Background: Studies of model-based linkage analysis show that trait or marker model misspecification leads to decreasing power or increasing Type I error rate. An increase in Type I error rate is seen when marker related parameters (e.g., allele frequencies) are misspecified and ascertainment is through the trait, but lod-score methods are expected to be robust when ascertainment is random (as is often the case in linkage studies of quantitative traits). In previous studies, the power of lod-score linkage analysis using the "correct" generating model for the trait was found to increase when the marker allele frequencies were misspecified and parental data were missing. An investigation of Type I error rates, conducted in the absence of parental genotype data and with misspecification of marker allele frequencies, showed that an inflation in Type I error rate was the cause of at least part of this apparent increased power. To investigate whether the observed inflation in Type I error rate in model-based LOD score linkage was due to sampling variation, the trait model was estimated from each sample using REGCHUNT, an automated segregation analysis program used to fit models by maximum likelihood using many different sets of initial parameter estimates.

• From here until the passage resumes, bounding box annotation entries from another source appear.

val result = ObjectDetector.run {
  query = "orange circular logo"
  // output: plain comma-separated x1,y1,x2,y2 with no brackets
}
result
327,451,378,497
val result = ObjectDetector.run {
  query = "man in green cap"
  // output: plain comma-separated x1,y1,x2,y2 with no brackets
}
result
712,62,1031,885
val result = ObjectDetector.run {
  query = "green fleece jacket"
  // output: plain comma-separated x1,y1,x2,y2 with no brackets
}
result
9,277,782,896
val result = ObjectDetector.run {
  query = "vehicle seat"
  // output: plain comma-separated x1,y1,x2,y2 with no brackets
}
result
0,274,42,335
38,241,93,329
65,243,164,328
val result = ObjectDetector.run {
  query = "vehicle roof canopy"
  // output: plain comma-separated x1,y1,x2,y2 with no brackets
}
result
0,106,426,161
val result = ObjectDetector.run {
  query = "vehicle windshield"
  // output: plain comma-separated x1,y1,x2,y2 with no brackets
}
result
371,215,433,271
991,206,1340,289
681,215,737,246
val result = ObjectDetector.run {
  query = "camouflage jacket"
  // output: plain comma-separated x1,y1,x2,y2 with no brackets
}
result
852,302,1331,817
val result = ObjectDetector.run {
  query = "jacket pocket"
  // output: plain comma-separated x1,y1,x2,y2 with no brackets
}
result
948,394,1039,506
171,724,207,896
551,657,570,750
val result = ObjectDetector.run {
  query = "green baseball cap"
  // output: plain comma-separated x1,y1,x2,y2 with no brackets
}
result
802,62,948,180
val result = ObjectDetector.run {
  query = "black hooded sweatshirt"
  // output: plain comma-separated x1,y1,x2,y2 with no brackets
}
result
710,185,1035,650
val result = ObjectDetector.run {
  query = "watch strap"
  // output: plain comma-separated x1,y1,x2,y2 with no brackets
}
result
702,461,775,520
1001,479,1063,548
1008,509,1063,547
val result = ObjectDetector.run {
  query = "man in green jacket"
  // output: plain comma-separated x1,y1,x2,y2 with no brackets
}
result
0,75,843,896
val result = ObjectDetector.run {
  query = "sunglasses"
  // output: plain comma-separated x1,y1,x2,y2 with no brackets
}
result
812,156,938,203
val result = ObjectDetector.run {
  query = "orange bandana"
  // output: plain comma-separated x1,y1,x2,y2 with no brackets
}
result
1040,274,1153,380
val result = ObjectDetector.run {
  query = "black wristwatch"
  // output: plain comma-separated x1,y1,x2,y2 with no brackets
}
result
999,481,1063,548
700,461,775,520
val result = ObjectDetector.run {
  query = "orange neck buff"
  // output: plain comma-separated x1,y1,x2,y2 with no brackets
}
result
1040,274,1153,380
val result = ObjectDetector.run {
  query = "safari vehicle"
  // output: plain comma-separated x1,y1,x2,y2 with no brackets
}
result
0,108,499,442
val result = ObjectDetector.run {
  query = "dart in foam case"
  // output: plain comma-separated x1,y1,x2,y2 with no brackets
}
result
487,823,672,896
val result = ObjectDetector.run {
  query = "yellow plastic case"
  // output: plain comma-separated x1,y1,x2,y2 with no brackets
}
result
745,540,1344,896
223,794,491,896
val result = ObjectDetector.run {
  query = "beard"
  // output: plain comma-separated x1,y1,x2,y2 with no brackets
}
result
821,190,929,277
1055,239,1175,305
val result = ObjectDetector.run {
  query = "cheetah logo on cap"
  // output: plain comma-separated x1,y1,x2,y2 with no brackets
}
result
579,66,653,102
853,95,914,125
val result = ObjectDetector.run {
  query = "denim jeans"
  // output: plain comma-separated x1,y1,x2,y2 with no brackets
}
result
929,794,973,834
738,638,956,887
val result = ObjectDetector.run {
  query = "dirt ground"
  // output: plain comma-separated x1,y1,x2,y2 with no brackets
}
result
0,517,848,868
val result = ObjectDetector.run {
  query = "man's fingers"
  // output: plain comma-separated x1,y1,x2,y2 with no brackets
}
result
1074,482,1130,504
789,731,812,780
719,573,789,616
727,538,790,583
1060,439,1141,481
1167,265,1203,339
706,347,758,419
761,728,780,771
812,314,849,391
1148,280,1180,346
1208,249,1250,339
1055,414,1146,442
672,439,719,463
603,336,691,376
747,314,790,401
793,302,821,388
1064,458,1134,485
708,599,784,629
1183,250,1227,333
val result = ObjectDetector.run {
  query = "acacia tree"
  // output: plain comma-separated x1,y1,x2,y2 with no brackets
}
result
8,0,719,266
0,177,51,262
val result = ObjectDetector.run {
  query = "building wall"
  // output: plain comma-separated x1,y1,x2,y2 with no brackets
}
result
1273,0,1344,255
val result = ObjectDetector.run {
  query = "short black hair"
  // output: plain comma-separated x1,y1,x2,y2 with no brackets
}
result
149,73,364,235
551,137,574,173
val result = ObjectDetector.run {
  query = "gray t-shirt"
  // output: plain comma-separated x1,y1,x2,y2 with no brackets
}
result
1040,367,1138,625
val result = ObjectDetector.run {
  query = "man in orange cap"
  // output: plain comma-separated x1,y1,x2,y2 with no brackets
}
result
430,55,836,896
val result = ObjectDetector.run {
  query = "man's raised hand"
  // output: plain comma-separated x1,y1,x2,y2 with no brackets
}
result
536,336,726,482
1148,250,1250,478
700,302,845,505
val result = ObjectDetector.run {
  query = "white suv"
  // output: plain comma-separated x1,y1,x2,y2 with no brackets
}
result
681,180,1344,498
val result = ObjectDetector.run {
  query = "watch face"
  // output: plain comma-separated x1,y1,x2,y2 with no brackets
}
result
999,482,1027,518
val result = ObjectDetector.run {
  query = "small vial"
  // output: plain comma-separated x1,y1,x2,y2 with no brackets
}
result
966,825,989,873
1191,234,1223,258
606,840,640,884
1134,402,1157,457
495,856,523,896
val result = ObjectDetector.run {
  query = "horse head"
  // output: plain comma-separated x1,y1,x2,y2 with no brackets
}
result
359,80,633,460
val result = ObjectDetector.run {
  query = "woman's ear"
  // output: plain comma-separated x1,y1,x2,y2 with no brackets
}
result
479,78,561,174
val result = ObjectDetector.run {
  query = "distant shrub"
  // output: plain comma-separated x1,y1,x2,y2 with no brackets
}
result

Results: The Type I error rates observed using the trait models generated by REGCHUNT were usually closer to the nominal levels than those obtained when assuming the generating trait model.
Conclusion: This suggests that the observed inflation of Type I error upon misspecification of marker allele frequencies is at least partially due to sampling variation. Thus, with missing parental genotype data, lod-score linkage is not as robust to misspecification of marker allele frequencies as has been commonly thought.